Nasional . 13/09/2026, 06:06 WIB
Penulis : Afdal Namakule | Editor : Afdal Namakule
fin.co.id - Gubernur Sumatera Utara Bobby Nasution meminta masyarakat menghentikan komentar negatif dan perundungan terhadap dua siswa asal Kabupaten Karo yang menjadi korban dugaan keracunan setelah mengonsumsi Makan Bergizi Gratis (MBG).
Bobby menilai pemulihan kedua siswa tidak cukup hanya melalui penanganan medis. Kondisi mental dan psikologis mereka juga harus mendapat perhatian selama proses pemulihan.
"Saya minta tolong kepada kita semua. Yang perlu dipulihkan bukan hanya kesehatan medis, tapi juga mentalnya dan juga psikis," kata Bobby setelah mengantarkan kedua korban ke Jakarta di Bandara Internasional Kualanamu Deli Serdang, Sabtu 12 September 2026.
Menurut Bobby, masyarakat, termasuk media, perlu ikut menciptakan suasana yang mendukung pemulihan para siswa.

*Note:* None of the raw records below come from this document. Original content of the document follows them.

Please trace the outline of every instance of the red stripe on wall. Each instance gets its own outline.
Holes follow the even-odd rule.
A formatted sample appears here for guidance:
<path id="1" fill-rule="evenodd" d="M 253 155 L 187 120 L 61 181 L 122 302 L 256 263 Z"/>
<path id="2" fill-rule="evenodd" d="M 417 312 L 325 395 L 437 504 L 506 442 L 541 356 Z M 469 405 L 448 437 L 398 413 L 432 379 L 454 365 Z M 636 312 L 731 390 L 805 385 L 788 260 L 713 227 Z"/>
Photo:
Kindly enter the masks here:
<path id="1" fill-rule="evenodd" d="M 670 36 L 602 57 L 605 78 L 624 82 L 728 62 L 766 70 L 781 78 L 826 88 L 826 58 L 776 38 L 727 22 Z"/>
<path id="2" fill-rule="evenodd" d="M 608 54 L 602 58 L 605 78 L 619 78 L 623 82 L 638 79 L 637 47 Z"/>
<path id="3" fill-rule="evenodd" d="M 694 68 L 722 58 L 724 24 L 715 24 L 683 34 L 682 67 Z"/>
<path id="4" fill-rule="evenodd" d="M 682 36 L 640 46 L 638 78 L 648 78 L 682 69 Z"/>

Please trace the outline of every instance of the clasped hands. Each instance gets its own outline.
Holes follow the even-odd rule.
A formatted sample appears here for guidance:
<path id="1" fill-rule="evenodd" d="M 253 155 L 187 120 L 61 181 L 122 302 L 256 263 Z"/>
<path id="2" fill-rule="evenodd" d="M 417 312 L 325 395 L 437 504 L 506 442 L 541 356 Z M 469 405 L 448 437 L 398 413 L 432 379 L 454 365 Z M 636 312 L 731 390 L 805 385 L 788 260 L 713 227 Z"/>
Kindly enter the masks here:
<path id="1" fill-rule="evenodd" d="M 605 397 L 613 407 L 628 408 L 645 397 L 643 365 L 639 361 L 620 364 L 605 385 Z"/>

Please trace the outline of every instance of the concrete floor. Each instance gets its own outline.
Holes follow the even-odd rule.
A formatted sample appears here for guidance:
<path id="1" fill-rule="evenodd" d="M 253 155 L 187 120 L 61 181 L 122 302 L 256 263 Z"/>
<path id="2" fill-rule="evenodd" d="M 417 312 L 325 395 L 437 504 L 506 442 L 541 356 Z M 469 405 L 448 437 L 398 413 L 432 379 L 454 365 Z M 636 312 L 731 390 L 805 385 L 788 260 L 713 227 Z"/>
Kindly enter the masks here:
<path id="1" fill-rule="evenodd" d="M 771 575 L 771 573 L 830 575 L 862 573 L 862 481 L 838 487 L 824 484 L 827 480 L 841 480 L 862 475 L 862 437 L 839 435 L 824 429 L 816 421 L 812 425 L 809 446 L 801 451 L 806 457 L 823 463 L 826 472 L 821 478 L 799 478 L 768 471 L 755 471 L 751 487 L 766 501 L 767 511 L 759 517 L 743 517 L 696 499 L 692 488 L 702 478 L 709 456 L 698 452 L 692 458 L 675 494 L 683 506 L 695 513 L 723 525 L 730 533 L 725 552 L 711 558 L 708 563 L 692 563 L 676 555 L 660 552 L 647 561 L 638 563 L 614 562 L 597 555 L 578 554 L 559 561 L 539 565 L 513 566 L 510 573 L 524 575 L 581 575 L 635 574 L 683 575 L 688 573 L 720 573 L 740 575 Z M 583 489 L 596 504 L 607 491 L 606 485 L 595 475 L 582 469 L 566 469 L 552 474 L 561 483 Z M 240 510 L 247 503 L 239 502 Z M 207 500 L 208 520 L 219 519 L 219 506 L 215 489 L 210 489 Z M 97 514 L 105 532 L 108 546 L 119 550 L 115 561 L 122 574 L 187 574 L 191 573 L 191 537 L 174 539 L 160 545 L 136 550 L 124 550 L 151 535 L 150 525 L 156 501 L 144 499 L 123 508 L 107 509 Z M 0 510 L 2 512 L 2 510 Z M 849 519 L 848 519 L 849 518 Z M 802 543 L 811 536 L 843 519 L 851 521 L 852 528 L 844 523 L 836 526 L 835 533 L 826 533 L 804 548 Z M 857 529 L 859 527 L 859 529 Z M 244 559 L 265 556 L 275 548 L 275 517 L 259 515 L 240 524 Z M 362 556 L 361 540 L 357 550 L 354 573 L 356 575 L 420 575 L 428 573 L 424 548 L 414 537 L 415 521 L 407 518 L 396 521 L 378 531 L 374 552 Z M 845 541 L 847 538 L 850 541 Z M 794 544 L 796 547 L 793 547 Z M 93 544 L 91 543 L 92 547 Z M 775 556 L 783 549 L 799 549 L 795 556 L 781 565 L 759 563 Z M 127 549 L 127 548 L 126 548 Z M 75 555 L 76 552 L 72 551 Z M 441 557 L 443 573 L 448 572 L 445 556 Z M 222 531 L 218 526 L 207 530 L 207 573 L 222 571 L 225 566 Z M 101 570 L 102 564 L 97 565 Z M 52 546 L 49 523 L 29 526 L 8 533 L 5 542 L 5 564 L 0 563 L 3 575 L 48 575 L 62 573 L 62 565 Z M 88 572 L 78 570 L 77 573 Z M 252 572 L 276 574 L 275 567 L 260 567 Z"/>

Ia meminta tidak ada tekanan tambahan terhadap kedua korban melalui pemberitaan maupun komentar di media sosial.
Bobby mengatakan hasil pemeriksaan psikologis menunjukkan adanya korban yang mengalami gangguan mental setelah menjadi sasaran komentar negatif dan perundungan di media sosial.
"Jangan terlalu 'di-blow up' karena hasil pemeriksaan ada empat poin. Poin keempat itu, anak kita ini mentalnya terganggu karena siber bullying, seolah-olah mencari perhatian. Ini mengganggu mental anak-anak kami," jelas Bobby.
Ia menambahkan, tim medis juga telah meminta kedua siswa untuk mengurangi aktivitas di media sosial selama menjalani masa pemulihan.
Karena itu, Bobby berharap masyarakat dapat menahan diri dan tidak melontarkan komentar yang justru berpotensi memperburuk kondisi psikologis kedua siswa.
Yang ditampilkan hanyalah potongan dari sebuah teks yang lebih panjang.